Pour demeurer ce qu'elles étaient, objet de scandale mais sûres de leur bon droit à l'être, il leur fallait l'affirmer, ou tout au moins le rappeler à très haute voix en toute occasion, surtout quand les populations, un moment domptées, calmées et comme séduites par elles et leurs « miracles », piquaient une nouvelle crise et prétendaient les ramener, non pas dans les chemins de la vertu commune, car pour cela il était trop tard, mais dans les cloaques ténébreux de la sorcellerie et de la débauche, d'où on ne se devait de les tirer que pour les juger et pour les pendre.

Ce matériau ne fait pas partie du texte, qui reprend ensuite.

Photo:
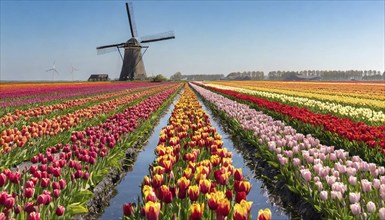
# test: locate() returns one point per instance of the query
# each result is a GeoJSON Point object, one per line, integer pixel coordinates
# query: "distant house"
{"type": "Point", "coordinates": [301, 77]}
{"type": "Point", "coordinates": [98, 77]}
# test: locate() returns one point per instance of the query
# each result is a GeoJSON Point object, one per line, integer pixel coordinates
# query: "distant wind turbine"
{"type": "Point", "coordinates": [73, 69]}
{"type": "Point", "coordinates": [53, 70]}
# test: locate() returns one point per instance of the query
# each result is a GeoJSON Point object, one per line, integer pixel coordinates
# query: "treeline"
{"type": "Point", "coordinates": [330, 74]}
{"type": "Point", "coordinates": [246, 75]}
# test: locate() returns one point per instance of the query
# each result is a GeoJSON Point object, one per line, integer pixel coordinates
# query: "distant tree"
{"type": "Point", "coordinates": [159, 78]}
{"type": "Point", "coordinates": [176, 76]}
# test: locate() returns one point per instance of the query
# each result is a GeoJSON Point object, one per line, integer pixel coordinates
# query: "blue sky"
{"type": "Point", "coordinates": [212, 37]}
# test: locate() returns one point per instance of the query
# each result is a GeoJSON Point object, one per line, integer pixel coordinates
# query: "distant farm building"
{"type": "Point", "coordinates": [98, 77]}
{"type": "Point", "coordinates": [301, 77]}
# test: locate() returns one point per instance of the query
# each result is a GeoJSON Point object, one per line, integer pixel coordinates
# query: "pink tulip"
{"type": "Point", "coordinates": [356, 208]}
{"type": "Point", "coordinates": [352, 180]}
{"type": "Point", "coordinates": [354, 197]}
{"type": "Point", "coordinates": [371, 207]}
{"type": "Point", "coordinates": [324, 195]}
{"type": "Point", "coordinates": [366, 185]}
{"type": "Point", "coordinates": [382, 213]}
{"type": "Point", "coordinates": [306, 174]}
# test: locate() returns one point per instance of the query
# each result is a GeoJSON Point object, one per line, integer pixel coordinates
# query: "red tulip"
{"type": "Point", "coordinates": [223, 208]}
{"type": "Point", "coordinates": [28, 192]}
{"type": "Point", "coordinates": [239, 196]}
{"type": "Point", "coordinates": [34, 216]}
{"type": "Point", "coordinates": [238, 175]}
{"type": "Point", "coordinates": [152, 210]}
{"type": "Point", "coordinates": [29, 207]}
{"type": "Point", "coordinates": [3, 179]}
{"type": "Point", "coordinates": [196, 211]}
{"type": "Point", "coordinates": [193, 192]}
{"type": "Point", "coordinates": [60, 210]}
{"type": "Point", "coordinates": [44, 182]}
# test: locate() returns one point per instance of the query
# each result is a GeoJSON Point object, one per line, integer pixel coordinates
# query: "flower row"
{"type": "Point", "coordinates": [364, 94]}
{"type": "Point", "coordinates": [337, 184]}
{"type": "Point", "coordinates": [192, 176]}
{"type": "Point", "coordinates": [373, 136]}
{"type": "Point", "coordinates": [13, 138]}
{"type": "Point", "coordinates": [27, 114]}
{"type": "Point", "coordinates": [58, 182]}
{"type": "Point", "coordinates": [364, 114]}
{"type": "Point", "coordinates": [41, 93]}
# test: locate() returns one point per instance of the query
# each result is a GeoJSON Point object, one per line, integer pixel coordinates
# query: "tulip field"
{"type": "Point", "coordinates": [332, 159]}
{"type": "Point", "coordinates": [60, 142]}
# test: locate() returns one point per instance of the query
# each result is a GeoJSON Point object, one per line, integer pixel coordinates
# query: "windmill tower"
{"type": "Point", "coordinates": [53, 70]}
{"type": "Point", "coordinates": [133, 66]}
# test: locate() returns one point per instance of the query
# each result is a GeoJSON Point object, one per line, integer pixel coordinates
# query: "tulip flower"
{"type": "Point", "coordinates": [204, 186]}
{"type": "Point", "coordinates": [264, 214]}
{"type": "Point", "coordinates": [240, 212]}
{"type": "Point", "coordinates": [60, 210]}
{"type": "Point", "coordinates": [223, 208]}
{"type": "Point", "coordinates": [371, 207]}
{"type": "Point", "coordinates": [34, 216]}
{"type": "Point", "coordinates": [3, 179]}
{"type": "Point", "coordinates": [28, 192]}
{"type": "Point", "coordinates": [127, 209]}
{"type": "Point", "coordinates": [152, 210]}
{"type": "Point", "coordinates": [355, 208]}
{"type": "Point", "coordinates": [157, 180]}
{"type": "Point", "coordinates": [196, 211]}
{"type": "Point", "coordinates": [193, 192]}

Alors, des cortèges se formaient. On sommait les juges et les régents de déployer des parchemins et de coiffer la toque pour le tribunal, et l'on se portait en hurlant vers la maison du bord des bois. Certains enragés préparaient des cordes, d'autres des fagots et des torches, promettaient d'être les premiers à porter le feu au chaume de cette cabane diabolique, et tous ne s'en arrêtaient pas moins brusquement au cercle de pierres. Car ils étaient terrifiés qu'elles se montrassent, si belles, sur le seuil, les priant, doigt tendu, de retourner chez eux. Plus terrifiés encore, si elles ne se montraient pas, car alors, on les supposait envolées magiquement, par la cheminée, afin d'échapper au châtiment.

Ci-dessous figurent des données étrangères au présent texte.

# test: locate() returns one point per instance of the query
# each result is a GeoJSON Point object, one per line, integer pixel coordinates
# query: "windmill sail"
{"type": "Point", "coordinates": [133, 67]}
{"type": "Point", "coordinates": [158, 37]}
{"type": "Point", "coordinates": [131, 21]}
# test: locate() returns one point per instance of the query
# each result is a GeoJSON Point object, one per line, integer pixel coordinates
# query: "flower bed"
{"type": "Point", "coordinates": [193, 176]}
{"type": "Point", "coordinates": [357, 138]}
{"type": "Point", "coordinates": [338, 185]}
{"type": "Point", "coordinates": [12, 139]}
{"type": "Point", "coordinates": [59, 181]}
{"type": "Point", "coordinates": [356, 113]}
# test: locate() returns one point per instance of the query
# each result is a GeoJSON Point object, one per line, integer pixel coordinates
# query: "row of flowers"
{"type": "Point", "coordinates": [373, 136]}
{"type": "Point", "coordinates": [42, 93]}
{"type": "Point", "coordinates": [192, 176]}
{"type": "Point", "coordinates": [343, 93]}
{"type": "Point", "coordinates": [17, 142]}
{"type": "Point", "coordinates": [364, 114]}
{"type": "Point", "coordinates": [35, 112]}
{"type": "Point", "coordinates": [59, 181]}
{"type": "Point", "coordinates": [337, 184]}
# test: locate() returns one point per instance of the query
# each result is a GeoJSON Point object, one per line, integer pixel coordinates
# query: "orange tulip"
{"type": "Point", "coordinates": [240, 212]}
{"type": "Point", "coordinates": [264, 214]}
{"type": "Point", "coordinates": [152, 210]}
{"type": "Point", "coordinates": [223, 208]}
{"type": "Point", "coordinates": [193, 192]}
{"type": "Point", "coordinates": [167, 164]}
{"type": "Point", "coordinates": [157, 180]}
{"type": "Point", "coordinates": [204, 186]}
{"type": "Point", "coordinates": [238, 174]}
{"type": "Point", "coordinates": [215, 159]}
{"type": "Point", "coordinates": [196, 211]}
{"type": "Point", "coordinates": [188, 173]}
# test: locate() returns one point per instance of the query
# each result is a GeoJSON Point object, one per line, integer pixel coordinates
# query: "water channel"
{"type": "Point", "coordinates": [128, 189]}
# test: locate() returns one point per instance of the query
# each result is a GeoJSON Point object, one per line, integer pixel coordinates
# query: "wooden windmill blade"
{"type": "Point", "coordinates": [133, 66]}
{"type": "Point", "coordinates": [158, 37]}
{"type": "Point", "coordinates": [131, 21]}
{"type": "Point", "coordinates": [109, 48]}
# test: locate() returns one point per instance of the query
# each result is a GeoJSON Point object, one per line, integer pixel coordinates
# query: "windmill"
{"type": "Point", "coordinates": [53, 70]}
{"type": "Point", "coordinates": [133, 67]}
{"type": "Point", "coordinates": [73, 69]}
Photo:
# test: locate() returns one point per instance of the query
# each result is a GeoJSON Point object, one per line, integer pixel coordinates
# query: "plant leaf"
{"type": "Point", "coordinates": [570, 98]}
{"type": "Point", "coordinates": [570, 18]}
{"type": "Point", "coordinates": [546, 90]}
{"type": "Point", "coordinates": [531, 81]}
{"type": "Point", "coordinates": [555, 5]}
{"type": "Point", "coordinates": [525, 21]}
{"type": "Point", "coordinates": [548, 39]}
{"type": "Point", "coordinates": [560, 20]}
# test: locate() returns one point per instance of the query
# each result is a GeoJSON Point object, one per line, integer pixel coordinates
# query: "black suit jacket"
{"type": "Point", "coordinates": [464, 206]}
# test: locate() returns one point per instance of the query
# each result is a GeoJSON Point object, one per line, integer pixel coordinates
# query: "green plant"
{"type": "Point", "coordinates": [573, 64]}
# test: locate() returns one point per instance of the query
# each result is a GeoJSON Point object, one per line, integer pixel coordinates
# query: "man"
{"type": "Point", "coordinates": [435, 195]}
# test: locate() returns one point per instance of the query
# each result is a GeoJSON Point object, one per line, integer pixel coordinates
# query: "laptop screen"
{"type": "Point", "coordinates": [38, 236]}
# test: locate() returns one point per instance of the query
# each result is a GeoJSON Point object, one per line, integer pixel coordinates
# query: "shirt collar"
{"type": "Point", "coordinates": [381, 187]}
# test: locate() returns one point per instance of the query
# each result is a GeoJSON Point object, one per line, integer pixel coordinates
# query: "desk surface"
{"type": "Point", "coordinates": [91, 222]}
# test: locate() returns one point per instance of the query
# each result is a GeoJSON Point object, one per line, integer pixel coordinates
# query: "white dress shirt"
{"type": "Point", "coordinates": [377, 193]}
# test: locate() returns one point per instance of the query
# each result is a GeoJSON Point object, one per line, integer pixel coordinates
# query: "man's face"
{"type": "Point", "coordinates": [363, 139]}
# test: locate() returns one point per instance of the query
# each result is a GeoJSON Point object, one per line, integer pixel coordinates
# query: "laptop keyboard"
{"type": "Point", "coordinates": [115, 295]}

– Ils ont réussi à nous condamner à porter sur nos corsages le A du mot adultery.

De la marque rouge et infamante de Satan, seul avait subsisté dans la juridiction du Massachusetts le A pour désigner les femmes coupables d'adultère, les autres lettres, le B de « blasphémateur », ou le T de voleur (thief), étant tombées en désuétude.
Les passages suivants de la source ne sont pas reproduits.